The total purchase price of the acquisition is based in part on
future earnings. We paid an initial $6.9 million for the
acquisition in 2002, $4.1 million during 2003,
$27.0 million in 2004 and expect to pay $33.8 million
in 2005 based on 2004 earnings. We may pay additional amounts in
the future based on the attainment of certain earnings
benchmarks through September 2007. MAG Global Financial
Products, LLC has been renamed HCC Global Financial Products,
LLC.
On December 24, 2002, we acquired all of the outstanding
shares of Manchester Dickson Holdings Limited, the parent
Company of Dickson Manchester & Company Limited, an
underwriting agency and Lloyds broker specializing in
U.K. professional indemnity products.

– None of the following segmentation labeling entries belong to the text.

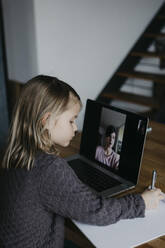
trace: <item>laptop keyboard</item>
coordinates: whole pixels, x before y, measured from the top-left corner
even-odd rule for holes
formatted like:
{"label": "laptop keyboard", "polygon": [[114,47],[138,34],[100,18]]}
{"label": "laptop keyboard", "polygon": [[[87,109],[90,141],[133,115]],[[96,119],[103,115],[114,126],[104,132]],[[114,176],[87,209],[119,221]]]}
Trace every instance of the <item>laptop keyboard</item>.
{"label": "laptop keyboard", "polygon": [[120,185],[114,178],[104,174],[102,171],[88,165],[86,162],[75,159],[68,161],[78,178],[97,192],[102,192],[108,188]]}

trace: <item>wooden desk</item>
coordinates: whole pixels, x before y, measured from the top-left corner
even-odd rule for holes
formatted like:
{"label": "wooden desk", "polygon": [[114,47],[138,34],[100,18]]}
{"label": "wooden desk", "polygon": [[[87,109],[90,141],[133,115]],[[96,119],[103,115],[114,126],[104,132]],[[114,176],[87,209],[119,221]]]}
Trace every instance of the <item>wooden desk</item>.
{"label": "wooden desk", "polygon": [[[151,122],[152,132],[147,134],[139,183],[136,189],[129,192],[142,192],[150,183],[152,170],[158,173],[156,186],[165,192],[165,125]],[[63,157],[72,155],[79,150],[80,134],[72,141],[69,148],[62,149]],[[163,221],[163,220],[162,220]],[[68,228],[69,227],[69,228]],[[81,248],[94,247],[85,236],[69,221],[67,221],[66,236]],[[165,236],[147,242],[136,248],[164,248]]]}

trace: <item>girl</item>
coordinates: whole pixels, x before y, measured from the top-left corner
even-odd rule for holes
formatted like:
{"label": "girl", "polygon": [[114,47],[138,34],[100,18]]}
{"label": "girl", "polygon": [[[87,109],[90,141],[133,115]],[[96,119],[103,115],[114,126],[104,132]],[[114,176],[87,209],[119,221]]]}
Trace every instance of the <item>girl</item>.
{"label": "girl", "polygon": [[120,155],[113,150],[116,139],[116,128],[109,125],[105,132],[105,145],[98,146],[96,149],[95,159],[105,165],[117,170],[119,166]]}
{"label": "girl", "polygon": [[60,248],[65,217],[109,225],[158,205],[159,189],[97,197],[58,156],[56,145],[68,146],[77,131],[80,109],[78,94],[57,78],[40,75],[25,85],[0,173],[1,248]]}

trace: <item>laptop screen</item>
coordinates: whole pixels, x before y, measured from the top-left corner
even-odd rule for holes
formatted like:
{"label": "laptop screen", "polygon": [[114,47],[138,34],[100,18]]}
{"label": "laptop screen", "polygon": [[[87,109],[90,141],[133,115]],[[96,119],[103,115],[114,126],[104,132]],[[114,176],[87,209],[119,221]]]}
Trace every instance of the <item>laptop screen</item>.
{"label": "laptop screen", "polygon": [[80,154],[136,184],[148,120],[87,100]]}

We paid
$17.0 million as an initial amount and paid an additional
$12.3 million as final payment for the acquisition. Dickson
Manchester & Company Limiteds underwriting
operations have been renamed HCC Diversified Financial Products
Limited.
On December 31, 2002, we acquired all of the outstanding
shares of St. Paul Holdings Limited, a holding company for
a Spanish insurance company, St. Paul España, which we have
renamed HCC Europe. We paid $8.1 million for the
acquisition. HCC Europe writes surety, directors and
officers liability and professional liability insurance in
Spain and other countries in the European Union.

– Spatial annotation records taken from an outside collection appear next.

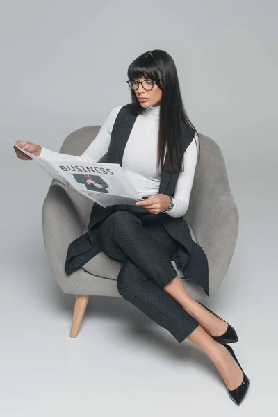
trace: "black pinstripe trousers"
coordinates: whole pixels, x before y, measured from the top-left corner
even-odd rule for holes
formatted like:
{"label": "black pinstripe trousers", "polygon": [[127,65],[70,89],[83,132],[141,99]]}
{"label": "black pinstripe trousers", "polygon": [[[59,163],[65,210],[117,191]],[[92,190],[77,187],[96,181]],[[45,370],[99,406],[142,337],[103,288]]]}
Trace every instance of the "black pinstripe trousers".
{"label": "black pinstripe trousers", "polygon": [[[149,213],[152,214],[152,213]],[[97,229],[102,251],[123,262],[117,279],[119,293],[181,343],[197,326],[181,304],[163,288],[177,272],[171,257],[178,243],[157,216],[116,211]]]}

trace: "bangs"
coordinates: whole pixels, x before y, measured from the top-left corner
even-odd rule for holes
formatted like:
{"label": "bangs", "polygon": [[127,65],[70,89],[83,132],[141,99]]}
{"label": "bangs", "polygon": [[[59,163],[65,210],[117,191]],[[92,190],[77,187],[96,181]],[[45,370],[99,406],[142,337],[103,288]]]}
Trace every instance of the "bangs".
{"label": "bangs", "polygon": [[145,77],[152,80],[159,78],[159,72],[149,54],[139,56],[129,67],[127,76],[129,80]]}

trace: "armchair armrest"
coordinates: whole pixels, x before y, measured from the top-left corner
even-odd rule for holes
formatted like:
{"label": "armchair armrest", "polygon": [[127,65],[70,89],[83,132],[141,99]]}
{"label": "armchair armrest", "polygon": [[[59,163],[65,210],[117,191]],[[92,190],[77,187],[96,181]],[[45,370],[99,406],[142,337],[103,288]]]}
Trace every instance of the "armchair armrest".
{"label": "armchair armrest", "polygon": [[230,265],[238,232],[238,212],[222,154],[210,138],[200,135],[201,158],[185,217],[208,262],[210,294],[218,288]]}
{"label": "armchair armrest", "polygon": [[76,270],[68,277],[65,271],[68,245],[82,234],[83,215],[79,210],[78,201],[76,204],[79,199],[91,203],[83,195],[54,180],[42,206],[42,231],[47,257],[57,282],[65,293],[69,293],[70,281],[75,280],[78,283],[81,273]]}

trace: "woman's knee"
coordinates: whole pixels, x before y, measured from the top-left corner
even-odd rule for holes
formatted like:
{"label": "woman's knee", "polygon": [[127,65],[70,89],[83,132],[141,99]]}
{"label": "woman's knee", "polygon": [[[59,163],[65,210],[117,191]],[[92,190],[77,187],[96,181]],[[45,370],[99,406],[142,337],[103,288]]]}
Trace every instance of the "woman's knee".
{"label": "woman's knee", "polygon": [[131,261],[125,261],[123,267],[120,270],[117,278],[117,288],[124,298],[132,298],[133,294],[140,293],[139,279],[136,279],[134,268]]}
{"label": "woman's knee", "polygon": [[109,216],[113,233],[126,234],[132,224],[141,223],[141,220],[129,211],[116,211]]}

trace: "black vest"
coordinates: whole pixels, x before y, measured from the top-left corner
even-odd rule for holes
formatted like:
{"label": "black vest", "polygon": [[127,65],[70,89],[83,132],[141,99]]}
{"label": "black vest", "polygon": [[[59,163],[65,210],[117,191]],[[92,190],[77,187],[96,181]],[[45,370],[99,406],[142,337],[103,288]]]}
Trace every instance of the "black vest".
{"label": "black vest", "polygon": [[[122,166],[124,149],[137,117],[138,114],[133,111],[132,104],[124,106],[120,109],[112,129],[111,140],[105,162],[118,163]],[[181,138],[183,153],[193,140],[194,133],[193,129],[183,125]],[[166,152],[158,193],[173,197],[179,174],[170,174],[167,167],[168,154]],[[94,204],[88,231],[69,245],[65,265],[65,270],[67,275],[86,263],[101,251],[97,239],[96,226],[113,213],[115,207],[117,206],[104,208],[97,203]],[[175,261],[177,266],[182,270],[187,279],[202,286],[206,295],[209,296],[207,257],[199,245],[192,240],[188,225],[183,218],[171,217],[163,212],[154,215],[143,207],[136,205],[127,205],[126,209],[140,214],[142,218],[145,216],[148,218],[150,216],[158,218],[169,234],[179,243],[172,259]]]}

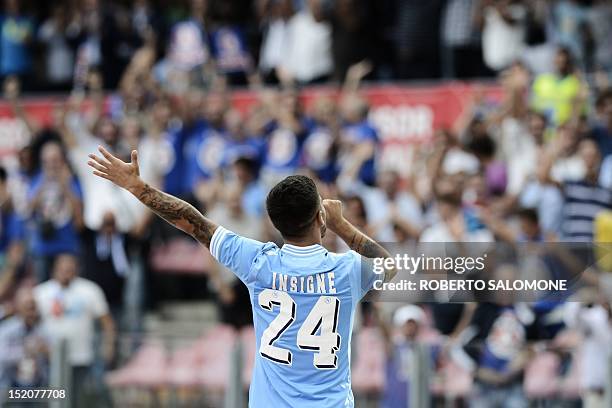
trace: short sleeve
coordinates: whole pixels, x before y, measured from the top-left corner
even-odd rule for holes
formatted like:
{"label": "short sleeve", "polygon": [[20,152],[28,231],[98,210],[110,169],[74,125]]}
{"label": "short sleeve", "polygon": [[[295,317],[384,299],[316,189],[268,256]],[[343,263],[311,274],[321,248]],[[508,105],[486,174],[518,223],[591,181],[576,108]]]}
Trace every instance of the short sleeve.
{"label": "short sleeve", "polygon": [[374,288],[374,282],[382,279],[383,275],[376,273],[373,259],[362,257],[352,250],[345,256],[350,257],[353,263],[350,269],[351,290],[354,302],[358,302]]}
{"label": "short sleeve", "polygon": [[25,226],[23,220],[12,214],[8,223],[8,236],[10,242],[19,242],[25,239]]}
{"label": "short sleeve", "polygon": [[241,237],[219,226],[210,240],[210,253],[220,264],[248,285],[254,279],[251,276],[251,265],[264,245],[262,242]]}
{"label": "short sleeve", "polygon": [[94,317],[102,317],[108,314],[108,303],[106,302],[106,298],[104,297],[104,292],[102,289],[95,283],[91,283],[90,286],[90,296],[89,304],[91,306],[91,311]]}

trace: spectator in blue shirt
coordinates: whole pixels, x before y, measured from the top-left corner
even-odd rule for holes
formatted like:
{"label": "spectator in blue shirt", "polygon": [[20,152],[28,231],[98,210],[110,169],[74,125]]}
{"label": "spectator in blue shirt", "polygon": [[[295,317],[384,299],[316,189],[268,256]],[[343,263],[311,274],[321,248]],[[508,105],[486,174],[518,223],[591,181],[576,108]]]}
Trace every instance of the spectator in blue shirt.
{"label": "spectator in blue shirt", "polygon": [[601,157],[612,155],[612,89],[607,89],[597,98],[597,110],[601,121],[593,129],[593,139],[597,143]]}
{"label": "spectator in blue shirt", "polygon": [[376,182],[378,133],[368,120],[368,104],[358,95],[345,96],[340,105],[345,121],[341,135],[340,177],[373,186]]}
{"label": "spectator in blue shirt", "polygon": [[21,13],[18,0],[6,0],[0,16],[0,75],[25,75],[32,68],[29,43],[34,34],[32,19]]}
{"label": "spectator in blue shirt", "polygon": [[48,142],[40,157],[42,170],[32,180],[28,197],[34,225],[31,250],[36,277],[43,282],[58,254],[79,250],[83,214],[81,188],[61,145]]}
{"label": "spectator in blue shirt", "polygon": [[0,299],[13,286],[23,261],[23,222],[15,214],[11,202],[7,173],[0,167]]}

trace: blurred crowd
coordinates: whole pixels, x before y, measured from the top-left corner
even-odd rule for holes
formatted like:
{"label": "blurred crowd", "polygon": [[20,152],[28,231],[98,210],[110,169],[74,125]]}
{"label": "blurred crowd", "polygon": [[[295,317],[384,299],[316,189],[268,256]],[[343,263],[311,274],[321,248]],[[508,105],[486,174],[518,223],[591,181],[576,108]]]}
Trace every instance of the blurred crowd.
{"label": "blurred crowd", "polygon": [[[117,333],[142,329],[138,315],[126,319],[134,303],[209,297],[223,323],[252,322],[241,282],[90,173],[100,144],[126,160],[138,149],[148,183],[262,241],[281,242],[267,191],[303,173],[381,242],[612,242],[611,10],[569,0],[6,0],[4,98],[32,138],[0,168],[0,388],[46,384],[55,339],[68,341],[75,387],[95,382],[113,366]],[[476,92],[452,128],[414,147],[410,174],[380,160],[364,78],[487,75],[501,103]],[[304,106],[300,86],[327,80],[340,81],[339,95]],[[246,113],[231,103],[230,87],[243,84],[257,92]],[[24,111],[22,88],[72,91],[43,124]],[[331,233],[325,245],[347,249]],[[193,259],[204,275],[157,273],[189,271]],[[569,327],[589,365],[584,401],[603,407],[612,326],[602,286],[595,275],[572,310],[567,299],[532,307],[530,323],[507,301],[412,306],[395,312],[398,336],[366,307],[363,325],[387,334],[385,401],[408,398],[397,392],[402,356],[427,315],[467,350],[474,404],[525,406],[528,350]],[[546,322],[536,334],[534,321]]]}
{"label": "blurred crowd", "polygon": [[558,45],[605,75],[611,19],[609,0],[5,0],[0,76],[68,90],[93,67],[114,89],[146,44],[171,87],[341,81],[364,59],[378,80],[490,77],[517,59],[540,73]]}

On July 1, 2003, we acquired all of the outstanding shares
of Covenant Underwriters Ltd. and Continental Underwriters Ltd.,
an underwriting agency and an insurance broker, respectively,
specializing in commercial marine insurance. We paid
$11.6 million and issued 314,537 shares of our common
stock in connection with the acquisition and may pay additional
amounts if certain earnings targets are reached through
December 31, 2006. We expect to pay $2.1 million in
2005 based on 2004 earnings.
On January 31, 2004, we acquired all of the shares of
Surety Associates Holding Co., Inc., the parent company of
American Contractors Indemnity Company, a California-domiciled
surety company specializing in court, specialty contract,
license and permit bonds. We paid $46.8 million for the
acquisition. American Contractors Indemnity Company now operates
with our other surety operations as part of our HCC Surety Group.
On October 1, 2004, we acquired all of the shares of InsPro
Corporation, a California underwriting agency specializing in
professional indemnity insurance and which does business as
RA&MCO Insurance Services. We paid $7.0 million and
issued 49,833 shares of our common stock in connection with
the acquisition. RA&MCO will operate as a division of
Professional Indemnity Agency.
11
On February 25, 2005, we completed the acquisition of
United States Surety Company through a merger effected with its
parent company, USSC Holdings, Inc. We issued
793,650 shares of our common stock in connection with the
acquisition. United States Surety Company is a
Maryland-domiciled surety company specializing in contract bonds
and now operates as a part of our HCC Surety Group.
We continue to evaluate possible acquisition candidates and we
may complete additional acquisitions during 2005. Any future
acquisitions will be designed to expand and strengthen our
existing lines of business and perhaps provide access to
additional specialty sectors, which we expect to contribute to
our overall growth.
Recent Disposition
On December 31, 2003, we sold the business of our retail
brokerage subsidiary, HCC Employee Benefits, Inc. We received
$62.5 million as initial consideration and expect to
receive an additional $6.3 million based on the estimated
2004 earnings of the disposed operations.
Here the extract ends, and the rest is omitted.